The deep color produced when iodine is dissolved in a solution of potassium iodide is caused by the presence of:
(a)- $I_2$
(b)- $I^{-}$
(c)- ${I_3}^{-}$
(d)- ${I_2}^{-}$

Answer 1

Hint: Halogens are sparingly soluble in water but when they are dissolved in organic solvents they give colored solutions. When iodine is dissolved in a solution of potassium iodide there is a formation of potassium triiodide.

Complete step by step answer:
Iodine is an element of group 17. Some elements of group 17 give a colored solution when dissolved in organic solvents.
Fluorine and chlorine do not react with water.

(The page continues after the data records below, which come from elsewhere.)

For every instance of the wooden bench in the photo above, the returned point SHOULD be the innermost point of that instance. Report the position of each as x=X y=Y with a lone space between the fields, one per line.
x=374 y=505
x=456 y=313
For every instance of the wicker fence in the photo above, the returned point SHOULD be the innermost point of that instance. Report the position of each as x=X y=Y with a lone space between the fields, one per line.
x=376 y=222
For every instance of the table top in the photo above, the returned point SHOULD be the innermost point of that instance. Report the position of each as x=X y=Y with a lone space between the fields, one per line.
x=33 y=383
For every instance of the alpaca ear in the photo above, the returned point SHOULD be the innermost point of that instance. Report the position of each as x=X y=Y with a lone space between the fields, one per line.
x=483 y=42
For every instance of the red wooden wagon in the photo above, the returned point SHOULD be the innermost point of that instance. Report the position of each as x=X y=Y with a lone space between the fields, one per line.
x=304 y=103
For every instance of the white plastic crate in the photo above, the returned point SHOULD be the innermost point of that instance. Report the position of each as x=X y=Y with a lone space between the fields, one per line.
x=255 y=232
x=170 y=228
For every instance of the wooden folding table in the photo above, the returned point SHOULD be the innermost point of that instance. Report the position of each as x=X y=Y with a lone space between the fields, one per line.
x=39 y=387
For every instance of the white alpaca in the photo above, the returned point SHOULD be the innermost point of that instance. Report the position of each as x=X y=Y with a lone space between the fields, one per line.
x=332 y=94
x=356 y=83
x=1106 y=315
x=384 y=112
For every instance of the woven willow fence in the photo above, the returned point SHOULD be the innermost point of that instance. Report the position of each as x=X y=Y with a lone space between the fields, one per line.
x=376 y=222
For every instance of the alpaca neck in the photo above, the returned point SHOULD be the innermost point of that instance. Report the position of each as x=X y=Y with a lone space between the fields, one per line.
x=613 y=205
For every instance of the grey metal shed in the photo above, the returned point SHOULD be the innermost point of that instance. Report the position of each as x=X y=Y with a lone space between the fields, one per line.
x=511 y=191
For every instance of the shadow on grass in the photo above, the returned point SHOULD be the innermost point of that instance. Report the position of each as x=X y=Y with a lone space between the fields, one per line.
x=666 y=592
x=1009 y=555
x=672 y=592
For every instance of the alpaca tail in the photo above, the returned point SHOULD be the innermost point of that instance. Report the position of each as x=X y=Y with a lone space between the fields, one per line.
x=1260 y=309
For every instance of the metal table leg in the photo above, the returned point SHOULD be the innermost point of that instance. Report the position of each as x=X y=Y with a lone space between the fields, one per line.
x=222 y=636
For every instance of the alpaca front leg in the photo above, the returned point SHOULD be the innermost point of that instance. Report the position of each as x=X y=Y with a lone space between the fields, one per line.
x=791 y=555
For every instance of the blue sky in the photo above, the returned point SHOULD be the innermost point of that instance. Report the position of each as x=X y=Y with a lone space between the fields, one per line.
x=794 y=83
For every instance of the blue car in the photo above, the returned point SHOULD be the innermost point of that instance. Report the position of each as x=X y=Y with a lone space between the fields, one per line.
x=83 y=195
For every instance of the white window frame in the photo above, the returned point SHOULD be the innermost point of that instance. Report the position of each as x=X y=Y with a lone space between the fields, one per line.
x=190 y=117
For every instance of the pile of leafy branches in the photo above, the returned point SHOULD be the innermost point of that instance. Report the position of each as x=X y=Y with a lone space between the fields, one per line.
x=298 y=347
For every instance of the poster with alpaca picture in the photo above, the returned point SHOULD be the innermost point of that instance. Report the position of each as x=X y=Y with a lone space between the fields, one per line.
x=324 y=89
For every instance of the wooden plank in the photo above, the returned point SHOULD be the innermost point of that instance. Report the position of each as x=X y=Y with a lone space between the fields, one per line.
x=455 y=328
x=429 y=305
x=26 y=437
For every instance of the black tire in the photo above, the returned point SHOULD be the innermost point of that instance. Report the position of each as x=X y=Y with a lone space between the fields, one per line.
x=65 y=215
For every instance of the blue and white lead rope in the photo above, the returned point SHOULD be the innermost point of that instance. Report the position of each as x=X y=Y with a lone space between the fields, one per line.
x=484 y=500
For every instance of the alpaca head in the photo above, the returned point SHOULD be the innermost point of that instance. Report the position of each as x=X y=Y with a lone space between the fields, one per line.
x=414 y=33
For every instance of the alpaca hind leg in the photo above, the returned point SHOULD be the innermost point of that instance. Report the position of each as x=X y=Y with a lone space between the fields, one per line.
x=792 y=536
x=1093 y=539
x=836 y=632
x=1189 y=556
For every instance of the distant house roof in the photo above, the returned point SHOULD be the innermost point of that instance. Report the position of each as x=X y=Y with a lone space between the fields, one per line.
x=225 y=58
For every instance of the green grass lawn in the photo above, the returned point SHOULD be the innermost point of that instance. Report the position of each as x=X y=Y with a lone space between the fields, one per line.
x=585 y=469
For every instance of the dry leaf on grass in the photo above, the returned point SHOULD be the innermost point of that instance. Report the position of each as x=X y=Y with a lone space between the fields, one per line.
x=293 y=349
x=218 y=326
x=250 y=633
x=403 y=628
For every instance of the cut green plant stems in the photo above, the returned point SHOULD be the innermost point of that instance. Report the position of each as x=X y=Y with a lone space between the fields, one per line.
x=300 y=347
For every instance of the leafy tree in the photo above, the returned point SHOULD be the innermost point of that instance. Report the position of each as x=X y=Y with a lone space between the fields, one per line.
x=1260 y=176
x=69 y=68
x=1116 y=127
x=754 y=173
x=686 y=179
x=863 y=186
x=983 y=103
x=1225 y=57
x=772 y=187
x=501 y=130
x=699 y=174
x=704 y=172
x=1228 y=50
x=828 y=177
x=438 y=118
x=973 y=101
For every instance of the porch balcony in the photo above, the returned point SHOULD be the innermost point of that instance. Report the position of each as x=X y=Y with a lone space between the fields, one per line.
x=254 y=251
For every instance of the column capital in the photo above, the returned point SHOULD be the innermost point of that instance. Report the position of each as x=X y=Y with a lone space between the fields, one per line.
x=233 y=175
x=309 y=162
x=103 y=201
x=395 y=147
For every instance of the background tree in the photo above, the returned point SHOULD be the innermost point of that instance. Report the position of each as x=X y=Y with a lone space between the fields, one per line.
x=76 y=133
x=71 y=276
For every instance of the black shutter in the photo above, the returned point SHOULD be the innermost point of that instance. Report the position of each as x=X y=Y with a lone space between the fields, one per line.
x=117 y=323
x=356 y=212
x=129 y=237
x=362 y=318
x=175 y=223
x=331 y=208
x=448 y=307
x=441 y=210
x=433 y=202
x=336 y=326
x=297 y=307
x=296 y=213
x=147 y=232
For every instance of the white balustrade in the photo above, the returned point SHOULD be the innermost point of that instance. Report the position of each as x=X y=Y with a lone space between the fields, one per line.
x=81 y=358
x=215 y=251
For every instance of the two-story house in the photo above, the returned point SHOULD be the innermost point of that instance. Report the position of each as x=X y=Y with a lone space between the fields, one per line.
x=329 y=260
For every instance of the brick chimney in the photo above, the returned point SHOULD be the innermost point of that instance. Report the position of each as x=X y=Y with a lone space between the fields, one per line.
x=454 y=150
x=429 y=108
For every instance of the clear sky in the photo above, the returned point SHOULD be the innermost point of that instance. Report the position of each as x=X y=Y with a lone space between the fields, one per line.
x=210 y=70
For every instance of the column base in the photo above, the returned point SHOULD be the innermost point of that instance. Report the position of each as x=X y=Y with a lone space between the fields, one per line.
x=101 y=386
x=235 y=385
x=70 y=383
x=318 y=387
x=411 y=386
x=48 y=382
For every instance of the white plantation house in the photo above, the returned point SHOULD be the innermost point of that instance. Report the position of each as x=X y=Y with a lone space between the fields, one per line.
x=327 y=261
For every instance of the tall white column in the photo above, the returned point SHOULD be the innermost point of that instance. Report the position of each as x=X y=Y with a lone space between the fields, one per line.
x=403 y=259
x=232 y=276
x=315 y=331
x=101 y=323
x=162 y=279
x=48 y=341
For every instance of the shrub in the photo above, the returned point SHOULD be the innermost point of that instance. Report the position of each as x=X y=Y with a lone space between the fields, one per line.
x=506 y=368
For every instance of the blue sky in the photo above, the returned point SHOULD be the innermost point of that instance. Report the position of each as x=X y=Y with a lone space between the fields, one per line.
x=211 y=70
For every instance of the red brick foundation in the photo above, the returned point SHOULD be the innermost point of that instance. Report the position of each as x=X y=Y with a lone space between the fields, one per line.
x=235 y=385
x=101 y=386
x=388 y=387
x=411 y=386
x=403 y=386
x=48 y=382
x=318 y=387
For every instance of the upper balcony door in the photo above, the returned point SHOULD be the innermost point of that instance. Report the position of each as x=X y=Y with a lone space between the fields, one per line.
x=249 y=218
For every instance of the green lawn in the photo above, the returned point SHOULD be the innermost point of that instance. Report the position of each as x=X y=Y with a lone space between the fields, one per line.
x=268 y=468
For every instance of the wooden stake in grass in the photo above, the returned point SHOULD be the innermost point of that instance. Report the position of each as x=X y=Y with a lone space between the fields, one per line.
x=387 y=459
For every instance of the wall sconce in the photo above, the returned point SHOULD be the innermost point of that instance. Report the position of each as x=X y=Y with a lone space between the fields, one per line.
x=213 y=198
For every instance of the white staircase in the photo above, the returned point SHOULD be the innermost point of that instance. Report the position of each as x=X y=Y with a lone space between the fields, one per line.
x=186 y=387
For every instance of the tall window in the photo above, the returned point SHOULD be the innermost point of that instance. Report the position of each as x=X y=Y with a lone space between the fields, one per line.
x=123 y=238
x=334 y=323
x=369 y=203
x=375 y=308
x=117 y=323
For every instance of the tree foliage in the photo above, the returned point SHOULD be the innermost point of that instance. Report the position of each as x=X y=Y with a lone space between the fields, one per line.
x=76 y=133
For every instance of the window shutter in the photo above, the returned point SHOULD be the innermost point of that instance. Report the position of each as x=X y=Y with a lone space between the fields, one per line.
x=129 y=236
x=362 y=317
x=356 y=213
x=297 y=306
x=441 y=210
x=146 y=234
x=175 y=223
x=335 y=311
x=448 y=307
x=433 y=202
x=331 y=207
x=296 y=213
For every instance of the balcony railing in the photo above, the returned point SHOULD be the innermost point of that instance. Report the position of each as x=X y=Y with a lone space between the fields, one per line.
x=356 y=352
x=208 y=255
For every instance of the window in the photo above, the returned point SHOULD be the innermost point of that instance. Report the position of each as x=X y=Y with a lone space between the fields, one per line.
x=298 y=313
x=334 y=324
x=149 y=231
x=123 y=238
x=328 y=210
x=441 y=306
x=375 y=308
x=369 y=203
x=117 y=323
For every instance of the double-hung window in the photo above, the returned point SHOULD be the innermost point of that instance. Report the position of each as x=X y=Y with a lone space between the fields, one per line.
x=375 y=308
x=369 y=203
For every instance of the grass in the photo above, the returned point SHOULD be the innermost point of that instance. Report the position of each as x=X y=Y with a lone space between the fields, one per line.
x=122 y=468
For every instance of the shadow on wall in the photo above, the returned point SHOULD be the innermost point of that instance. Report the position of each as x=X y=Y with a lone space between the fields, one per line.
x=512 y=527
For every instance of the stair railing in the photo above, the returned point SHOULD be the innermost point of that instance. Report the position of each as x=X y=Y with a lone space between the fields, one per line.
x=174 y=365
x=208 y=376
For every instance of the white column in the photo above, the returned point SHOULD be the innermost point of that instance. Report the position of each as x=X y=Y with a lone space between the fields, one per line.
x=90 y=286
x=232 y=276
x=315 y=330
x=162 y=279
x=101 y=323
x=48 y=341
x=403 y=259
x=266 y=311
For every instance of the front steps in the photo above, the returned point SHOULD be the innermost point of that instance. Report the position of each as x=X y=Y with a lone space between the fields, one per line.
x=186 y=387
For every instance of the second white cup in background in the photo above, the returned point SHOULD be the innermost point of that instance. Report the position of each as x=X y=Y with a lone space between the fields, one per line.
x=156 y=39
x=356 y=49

Bromine and iodine are very less soluble in water, but they become soluble in many organic solvents such as carbon disulfide, carbon tetrachloride, chloroform, and hydrocarbons such as benzene, hexane, etc to give a colored solution.
As the iodine is not very soluble in water, it is dissolved in the water in the presence of potassium iodide ($KI$). This leads to a formation of a potassium triiodide complex which is soluble and gives an intense blue-black color. The reaction is given below:
$KI+I_2\to K{I}_3$

The ionic form of potassium triiodide is:
$K{I}_3\rightleftharpoons K^{+}+{I_3}^{-}$

The formation of blue-black intense is used to check the starch in the compound. If starch is present then the color will be intense blue-black and if starch is not present then the color remains yellow or orange.
So, the intense color is due to the presence of triiodide ion (${I_3}^{-}$).
So, the correct answer is “Option C”.

Note: When iodine is dissolved in ethanol it gives a brown solution. When the iodine is dissolved in a carbon tetrachloride solution it gives the violet solution. So as we can see it gives different colours for different solutions.